Earlier, Mr Brokenshire had said that the absence of devolved government in Northern Ireland "cannot continue for much longer".
He said the Northern Ireland Civil Service "has effectively been running the show" and decisions on budgets need to be taken by politicians.
The BBC understands Friday talks ended at about 19:30 BST, breaking up fairly abruptly and not in a positive mood.
The Prime Minister told the DUP leader that the government was committed to "doing everything we can to work with the parties to reach a successful conclusion".
A No 10 spokesperson said Mrs Foster and Mrs O'Neill "both agreed on the need for the Executive to be restored for the benefit of everyone in Northern Ireland".

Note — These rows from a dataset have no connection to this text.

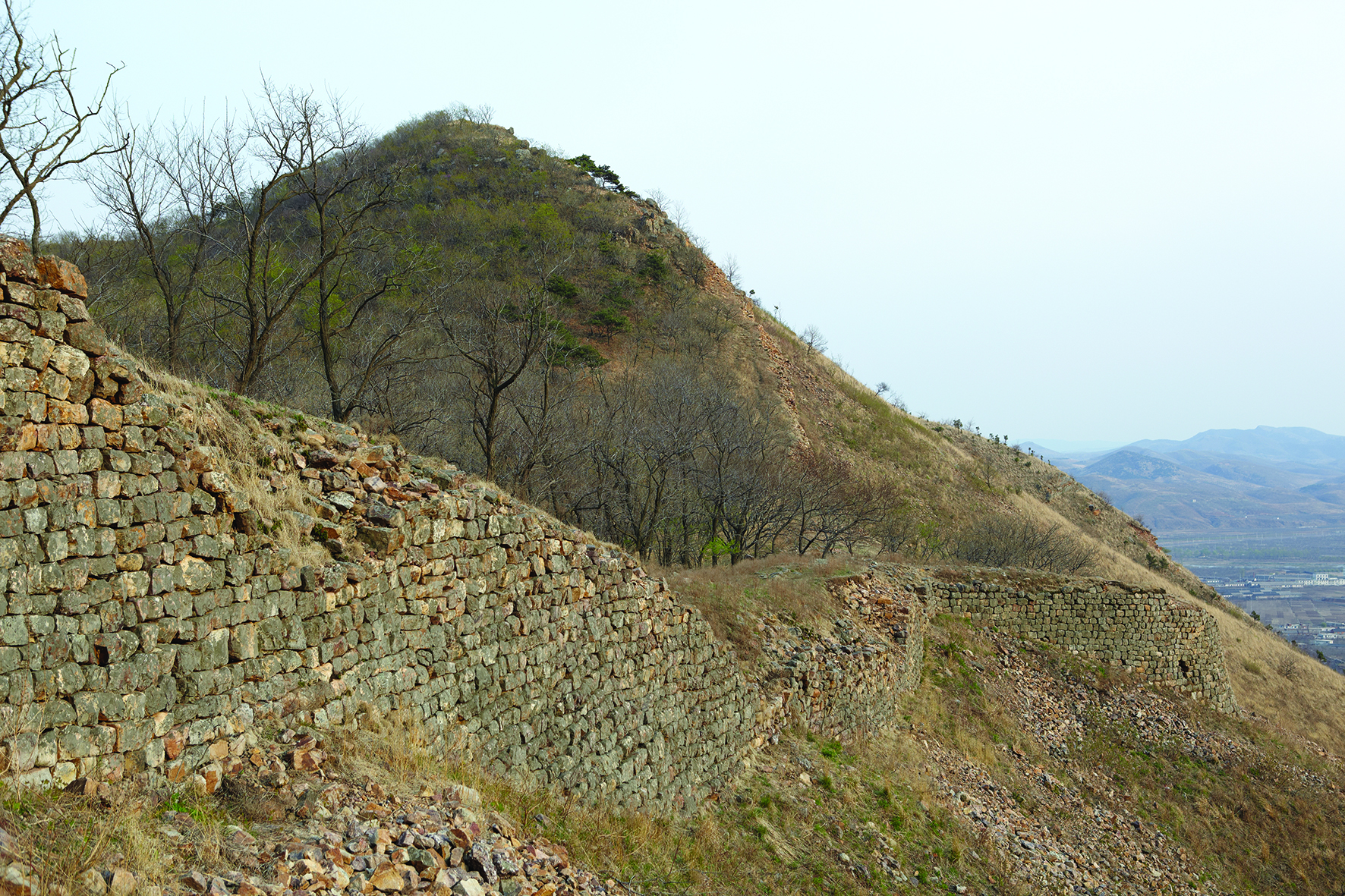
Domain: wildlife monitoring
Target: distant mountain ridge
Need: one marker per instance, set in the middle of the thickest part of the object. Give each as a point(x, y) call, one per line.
point(1219, 479)
point(1296, 445)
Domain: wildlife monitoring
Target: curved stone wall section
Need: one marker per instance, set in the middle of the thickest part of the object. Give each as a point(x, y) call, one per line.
point(1153, 634)
point(150, 624)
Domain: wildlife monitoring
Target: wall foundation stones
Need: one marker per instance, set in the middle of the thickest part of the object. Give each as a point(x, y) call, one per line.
point(150, 624)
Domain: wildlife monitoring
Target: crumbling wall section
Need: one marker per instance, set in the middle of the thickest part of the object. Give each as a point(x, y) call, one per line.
point(150, 624)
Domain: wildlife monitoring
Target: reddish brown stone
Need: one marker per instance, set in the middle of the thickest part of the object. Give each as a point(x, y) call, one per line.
point(17, 260)
point(58, 273)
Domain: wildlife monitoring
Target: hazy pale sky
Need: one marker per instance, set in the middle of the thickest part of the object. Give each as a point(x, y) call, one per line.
point(1106, 221)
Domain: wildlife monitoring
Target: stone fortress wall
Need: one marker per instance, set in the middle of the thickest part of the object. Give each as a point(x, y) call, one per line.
point(151, 626)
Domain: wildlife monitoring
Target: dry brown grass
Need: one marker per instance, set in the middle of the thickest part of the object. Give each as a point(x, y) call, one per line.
point(733, 598)
point(62, 836)
point(773, 835)
point(1273, 680)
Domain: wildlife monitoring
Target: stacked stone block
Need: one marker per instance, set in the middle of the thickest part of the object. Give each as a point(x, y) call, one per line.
point(1148, 633)
point(150, 626)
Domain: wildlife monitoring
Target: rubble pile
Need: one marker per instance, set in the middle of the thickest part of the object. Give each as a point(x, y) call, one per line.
point(324, 836)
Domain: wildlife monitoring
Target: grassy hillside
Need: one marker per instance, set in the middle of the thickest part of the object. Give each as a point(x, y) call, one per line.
point(543, 327)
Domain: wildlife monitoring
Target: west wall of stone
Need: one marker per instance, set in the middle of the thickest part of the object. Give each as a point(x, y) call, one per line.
point(1149, 633)
point(150, 624)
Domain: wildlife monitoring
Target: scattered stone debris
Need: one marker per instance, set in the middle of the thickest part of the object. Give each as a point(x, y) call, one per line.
point(324, 836)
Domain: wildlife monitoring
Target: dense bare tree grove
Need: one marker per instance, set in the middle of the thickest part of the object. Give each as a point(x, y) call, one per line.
point(455, 287)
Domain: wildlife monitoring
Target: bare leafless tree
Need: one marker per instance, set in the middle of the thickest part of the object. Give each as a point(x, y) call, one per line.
point(496, 332)
point(41, 118)
point(163, 191)
point(814, 339)
point(301, 146)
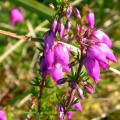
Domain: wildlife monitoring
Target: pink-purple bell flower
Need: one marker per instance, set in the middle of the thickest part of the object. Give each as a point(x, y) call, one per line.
point(16, 16)
point(54, 25)
point(69, 115)
point(49, 39)
point(95, 52)
point(62, 54)
point(67, 26)
point(89, 88)
point(56, 72)
point(80, 93)
point(77, 106)
point(49, 57)
point(60, 28)
point(108, 52)
point(43, 66)
point(68, 12)
point(76, 12)
point(92, 68)
point(60, 112)
point(100, 36)
point(2, 114)
point(90, 18)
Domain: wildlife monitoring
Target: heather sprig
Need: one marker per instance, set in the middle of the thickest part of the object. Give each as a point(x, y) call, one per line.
point(95, 52)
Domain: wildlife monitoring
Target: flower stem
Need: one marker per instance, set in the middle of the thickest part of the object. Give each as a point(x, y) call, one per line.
point(40, 95)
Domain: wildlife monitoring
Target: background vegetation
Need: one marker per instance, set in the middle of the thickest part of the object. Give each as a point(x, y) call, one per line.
point(19, 59)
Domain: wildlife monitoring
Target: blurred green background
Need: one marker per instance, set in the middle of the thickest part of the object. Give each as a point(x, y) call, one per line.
point(19, 59)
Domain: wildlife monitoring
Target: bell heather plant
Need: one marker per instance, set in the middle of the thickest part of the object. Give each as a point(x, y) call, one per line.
point(66, 66)
point(95, 53)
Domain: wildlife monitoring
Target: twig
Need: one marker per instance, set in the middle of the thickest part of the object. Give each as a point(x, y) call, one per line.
point(15, 46)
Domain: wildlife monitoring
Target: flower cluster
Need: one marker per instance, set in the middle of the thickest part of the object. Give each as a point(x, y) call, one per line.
point(16, 16)
point(2, 114)
point(95, 52)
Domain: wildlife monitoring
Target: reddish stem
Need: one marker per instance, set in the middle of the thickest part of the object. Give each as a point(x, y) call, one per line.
point(40, 94)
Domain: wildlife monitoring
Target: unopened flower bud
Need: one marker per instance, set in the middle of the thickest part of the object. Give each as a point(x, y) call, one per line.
point(72, 85)
point(60, 112)
point(90, 18)
point(65, 37)
point(51, 6)
point(61, 54)
point(2, 114)
point(68, 26)
point(69, 115)
point(68, 12)
point(16, 16)
point(60, 28)
point(77, 106)
point(89, 88)
point(71, 64)
point(76, 12)
point(54, 25)
point(61, 81)
point(80, 93)
point(49, 39)
point(77, 29)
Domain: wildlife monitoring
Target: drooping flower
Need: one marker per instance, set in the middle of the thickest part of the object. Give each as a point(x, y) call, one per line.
point(68, 26)
point(100, 36)
point(60, 112)
point(76, 12)
point(43, 66)
point(68, 12)
point(80, 93)
point(2, 114)
point(49, 39)
point(90, 18)
point(16, 16)
point(49, 58)
point(77, 106)
point(69, 115)
point(108, 52)
point(95, 52)
point(62, 54)
point(54, 26)
point(56, 72)
point(92, 68)
point(60, 28)
point(89, 88)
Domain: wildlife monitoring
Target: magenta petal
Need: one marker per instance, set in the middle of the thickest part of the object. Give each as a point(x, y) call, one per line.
point(69, 114)
point(108, 52)
point(100, 36)
point(90, 18)
point(96, 53)
point(54, 25)
point(68, 12)
point(66, 68)
point(68, 26)
point(104, 66)
point(49, 39)
point(49, 57)
point(16, 16)
point(62, 54)
point(89, 88)
point(60, 112)
point(56, 72)
point(76, 12)
point(77, 106)
point(43, 66)
point(60, 29)
point(2, 114)
point(92, 68)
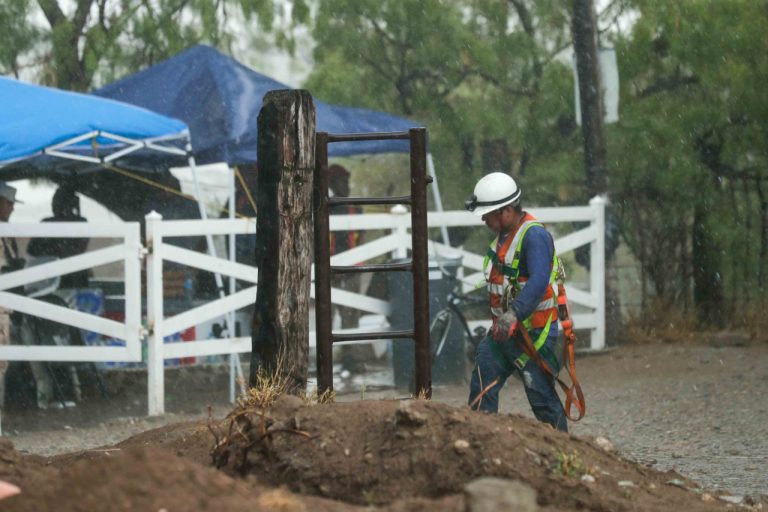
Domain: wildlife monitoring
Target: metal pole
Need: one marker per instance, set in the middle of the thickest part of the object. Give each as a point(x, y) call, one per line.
point(323, 340)
point(420, 260)
point(436, 196)
point(155, 314)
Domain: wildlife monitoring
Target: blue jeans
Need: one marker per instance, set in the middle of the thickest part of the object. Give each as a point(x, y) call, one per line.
point(539, 388)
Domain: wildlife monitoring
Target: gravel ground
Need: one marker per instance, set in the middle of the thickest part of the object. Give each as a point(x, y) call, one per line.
point(698, 409)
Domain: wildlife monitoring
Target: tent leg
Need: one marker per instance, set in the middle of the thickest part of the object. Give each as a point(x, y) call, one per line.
point(436, 196)
point(233, 358)
point(235, 368)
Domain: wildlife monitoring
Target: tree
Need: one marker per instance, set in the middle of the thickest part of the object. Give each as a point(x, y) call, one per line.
point(690, 158)
point(484, 76)
point(87, 42)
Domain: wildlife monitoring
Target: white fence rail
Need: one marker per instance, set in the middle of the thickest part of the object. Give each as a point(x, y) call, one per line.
point(395, 243)
point(127, 250)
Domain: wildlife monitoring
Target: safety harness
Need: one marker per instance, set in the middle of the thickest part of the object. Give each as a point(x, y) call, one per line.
point(534, 349)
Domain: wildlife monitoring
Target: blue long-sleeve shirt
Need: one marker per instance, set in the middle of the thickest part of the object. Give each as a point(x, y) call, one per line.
point(536, 264)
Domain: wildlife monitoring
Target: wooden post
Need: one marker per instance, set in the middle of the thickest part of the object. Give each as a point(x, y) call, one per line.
point(284, 235)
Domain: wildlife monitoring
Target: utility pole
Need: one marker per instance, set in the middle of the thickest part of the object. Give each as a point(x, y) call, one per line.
point(590, 95)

The Prime Minister recognised that constructive discussions had taken place between the parties and urged them both to come together to "reach a collective agreement so that devolved government could be restored in Northern Ireland."
Meanwhile, the independent chair of the talks to restore power-sharing in Northern Ireland has agreed to remain at the helm after his retirement on Friday.
Sir Malcolm McKibbin has formally stood down from his role as the head of the civil service in Northern Ireland.
But the parties have asked him to continue chairing the negotiations to steer them through the weekend.
The DUP and Sinn Féin remained deadlocked on several issues.
Sinn Féin's demand for an Irish language act is a major stumbling block, with the DUP refusing to agree to it as part of any deal.
On Friday, Sinn Féin called on the UK and Irish prime ministers to enter the talks
The DUP's Edwin Poots hit back by saying the republican party "don't need anyone to hold their hands".
The DUP will not be present for discussions on Sunday.